How LLMs work

AI
Machine Learning
Developer Tools
Open Source

The post is an end-to-end explainer of how an LLM turns text into tokens, embeddings, attention, feed-forward layers, logits, and sampled output. It aims at readers who want an intuitive tour of transformers without reading papers. The strongest reaction was that the basic decoder-only transformer really is surprisingly simple relative to its output. Several people said the shock of learning GPT-style models is realizing how much of the breakthrough came from scaling a compact architecture with huge compute, huge datasets, and a lot of empirical tuning. That framed the article as a decent on-ramp to the old insight that methods that scale with computation keep beating hand-built cleverness.

Where people tightened the story was around what actually moved the frontier. The architecture has changed less than outsiders assume. Open-weight models and papers from DeepSeek and others suggest the big gains still come mostly from better training, post-training, reinforcement learning, data curation, context-handling tricks, and system engineering, not from some secret wholly different model class. Mixture-of-experts, attention variants, and long-context tweaks matter, but mostly as efficiency levers that let labs train or serve larger systems under the same budget. Several commenters also pushed beyond the article’s focus on the model internals and said the commercially important jump came from tool use, ReAct-style loops, and agent harnesses that let models fetch fresh data and act in external systems. A separate thread drilled into the common line that LLMs “just predict the next token.” The consensus landed on a more precise version: that description is mechanically true but explanatorily weak. It tells you the training objective and generation loop, not why transformers generalize so much better than simpler statistical models, nor why prompt structure, chain-of-thought, and reinforcement learning can unlock much better behavior. One useful addition was the path-dependence of autoregressive generation. Because the model writes left to right and cannot revise earlier tokens inside a single pass, it tends to preserve local coherence and can double down on early mistakes. That is one reason reasoning models, hidden scratchpads, and extra test-time compute help so much. The article itself took some hits. Multiple readers thought the prose looked AI-polished or poorly edited, and a more substantive complaint said its explanation of RoPE positional encoding was wrong or at least badly ordered.
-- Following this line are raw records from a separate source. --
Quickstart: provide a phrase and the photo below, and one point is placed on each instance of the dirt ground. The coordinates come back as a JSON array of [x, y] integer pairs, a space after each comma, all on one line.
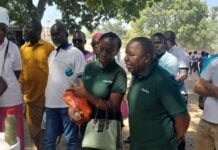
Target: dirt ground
[[195, 113]]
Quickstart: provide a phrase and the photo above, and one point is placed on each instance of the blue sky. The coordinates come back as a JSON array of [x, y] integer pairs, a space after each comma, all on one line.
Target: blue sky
[[51, 13]]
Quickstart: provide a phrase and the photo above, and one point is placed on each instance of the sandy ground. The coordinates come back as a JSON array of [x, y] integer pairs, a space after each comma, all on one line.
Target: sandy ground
[[195, 113]]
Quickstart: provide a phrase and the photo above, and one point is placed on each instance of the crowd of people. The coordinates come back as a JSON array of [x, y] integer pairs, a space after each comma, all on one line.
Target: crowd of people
[[157, 95], [196, 61]]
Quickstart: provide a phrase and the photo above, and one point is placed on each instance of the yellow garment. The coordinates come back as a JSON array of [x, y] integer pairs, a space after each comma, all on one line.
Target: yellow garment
[[33, 81], [34, 75]]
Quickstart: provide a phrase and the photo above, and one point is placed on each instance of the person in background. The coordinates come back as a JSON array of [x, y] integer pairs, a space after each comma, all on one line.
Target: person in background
[[33, 78], [11, 37], [158, 116], [190, 62], [165, 59], [195, 59], [207, 86], [79, 41], [10, 71], [57, 120], [104, 81], [202, 60], [182, 75], [95, 43]]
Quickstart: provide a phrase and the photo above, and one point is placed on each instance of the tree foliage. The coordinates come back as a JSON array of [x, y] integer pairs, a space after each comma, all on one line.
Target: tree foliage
[[189, 19], [77, 13]]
Others said that explaining transformers is not the same thing as explaining modern LLM behavior, because the hard parts now include training pipelines, distributed systems, inference optimization, and post-training. The mood was still broadly engaged and positive about understanding the field, but with impatience for glib explainers that stop at architecture diagrams or flatten everything into hype.
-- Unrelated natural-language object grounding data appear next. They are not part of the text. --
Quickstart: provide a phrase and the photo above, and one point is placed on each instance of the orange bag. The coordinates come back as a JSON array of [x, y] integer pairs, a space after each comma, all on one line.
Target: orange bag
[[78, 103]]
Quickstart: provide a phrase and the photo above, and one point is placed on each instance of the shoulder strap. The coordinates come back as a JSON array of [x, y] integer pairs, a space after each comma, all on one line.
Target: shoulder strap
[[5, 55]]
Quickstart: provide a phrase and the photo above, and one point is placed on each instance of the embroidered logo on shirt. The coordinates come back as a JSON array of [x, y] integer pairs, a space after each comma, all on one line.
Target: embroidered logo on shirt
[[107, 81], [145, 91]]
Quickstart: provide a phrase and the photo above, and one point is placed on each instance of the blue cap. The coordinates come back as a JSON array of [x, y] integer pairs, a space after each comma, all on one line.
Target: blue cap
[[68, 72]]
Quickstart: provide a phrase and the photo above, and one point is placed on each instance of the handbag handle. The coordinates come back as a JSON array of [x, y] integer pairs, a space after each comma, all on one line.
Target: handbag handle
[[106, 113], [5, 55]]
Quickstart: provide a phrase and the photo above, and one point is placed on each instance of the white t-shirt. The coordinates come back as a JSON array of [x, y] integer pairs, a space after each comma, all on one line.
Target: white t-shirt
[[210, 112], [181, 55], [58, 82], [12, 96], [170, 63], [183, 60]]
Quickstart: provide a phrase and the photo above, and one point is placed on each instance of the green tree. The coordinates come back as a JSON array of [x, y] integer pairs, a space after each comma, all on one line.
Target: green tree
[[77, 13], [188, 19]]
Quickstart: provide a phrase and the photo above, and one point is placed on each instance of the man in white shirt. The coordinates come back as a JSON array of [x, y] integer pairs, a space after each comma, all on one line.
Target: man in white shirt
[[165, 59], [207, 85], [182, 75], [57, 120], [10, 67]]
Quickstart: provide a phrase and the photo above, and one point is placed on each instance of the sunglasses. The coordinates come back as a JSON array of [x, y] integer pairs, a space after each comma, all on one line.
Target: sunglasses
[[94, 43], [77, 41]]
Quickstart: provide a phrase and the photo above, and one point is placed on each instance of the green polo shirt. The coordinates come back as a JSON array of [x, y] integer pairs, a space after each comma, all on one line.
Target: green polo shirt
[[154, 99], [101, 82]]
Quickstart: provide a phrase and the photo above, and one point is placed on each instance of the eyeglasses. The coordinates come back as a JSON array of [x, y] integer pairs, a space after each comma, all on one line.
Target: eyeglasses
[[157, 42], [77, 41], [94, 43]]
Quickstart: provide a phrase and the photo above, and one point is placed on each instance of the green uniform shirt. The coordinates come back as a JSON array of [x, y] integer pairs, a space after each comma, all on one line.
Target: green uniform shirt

If you need your team to understand LLMs, use this as a starting sketch, not a source of truth. The practical edge is no longer in memorizing transformer blocks, but in understanding training, data quality, inference economics, and agent tooling around the base model.

June 6, 2026
0xkato.xyz
Discuss on HN

Discussion mood

Interested but skeptical. People were glad to see an accessible explainer, yet many were irritated by AI-sounding prose, loose structure, and at least one technical error, and they kept steering the conversation toward the harder reality that data, training, systems engineering, and agent scaffolding matter more than a neat transformer diagram.

Key insights

Most frontier gains are training and efficiency

Modern labs appear to be getting more mileage from training recipes, data quality, reinforcement learning, and compute efficiency than from swapping out the core transformer. Open-weight models like DeepSeek are close enough to the frontier that they act as a reality check on claims of secret architectural revolutions. Efficiency tricks such as mixture of experts matter because they buy more model or more context for the same budget, which translates into capability in practice.
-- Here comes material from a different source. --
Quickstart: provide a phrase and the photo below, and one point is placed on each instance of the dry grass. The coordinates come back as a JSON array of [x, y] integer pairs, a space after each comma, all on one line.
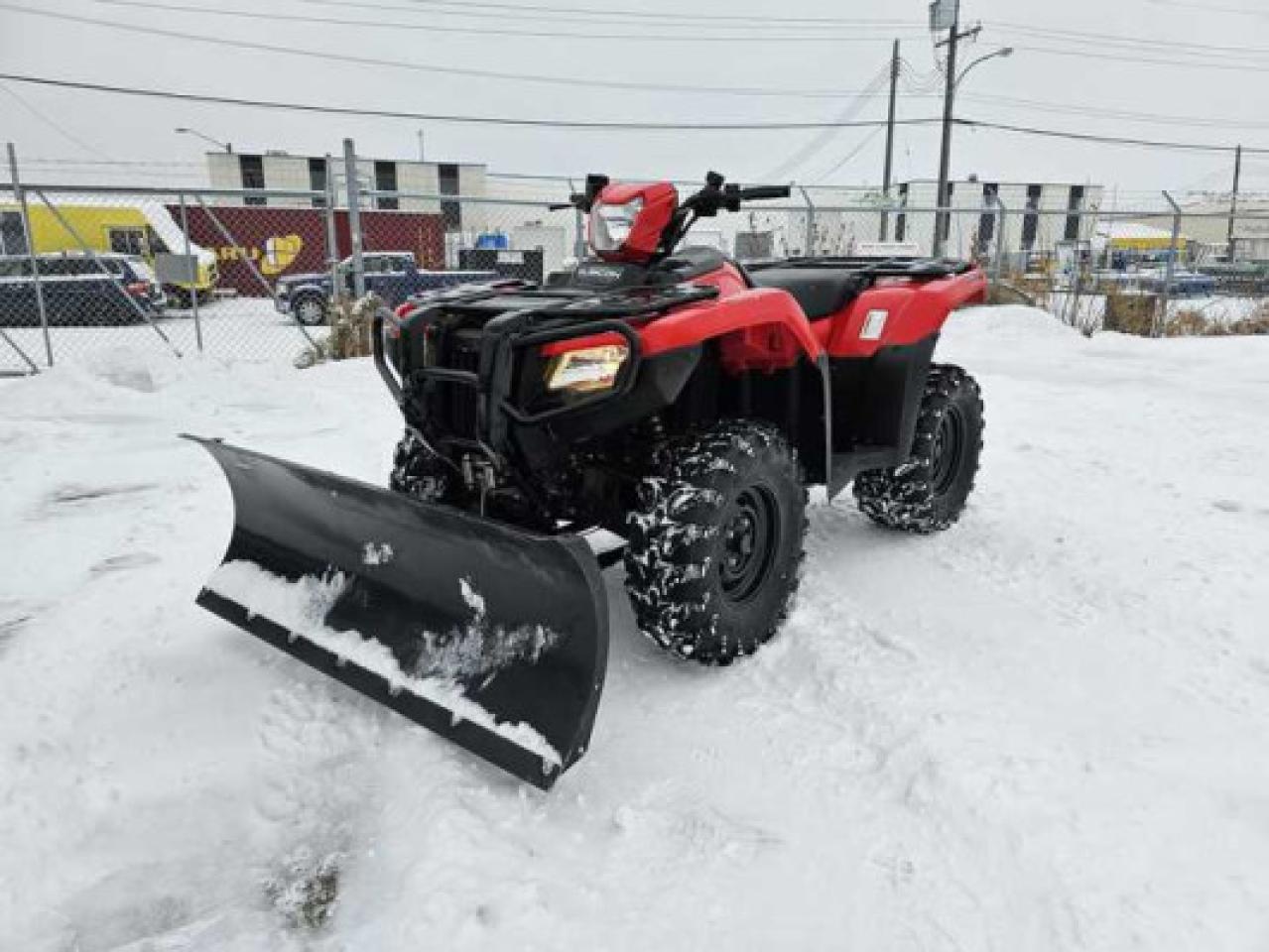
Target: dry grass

Do not anchor your strategy on discovering a totally new base architecture before incumbents move again. Put more attention on data pipelines, post-training, serving cost, and what efficiency improvements let you afford at fixed spend.

Attribution:

HarHarVeryFunny #1
gobdovan #1
jmalicki #1
fizx #1

Agent harnesses create the product jump

Tool calling and ReAct-style loops are what turn a text model into a system that can inspect current state, gather missing information, and trigger actions. That is the step from clever chatbot to something that can handle open-ended tasks in production. The model alone supplies language and priors. The surrounding harness is what makes it operational.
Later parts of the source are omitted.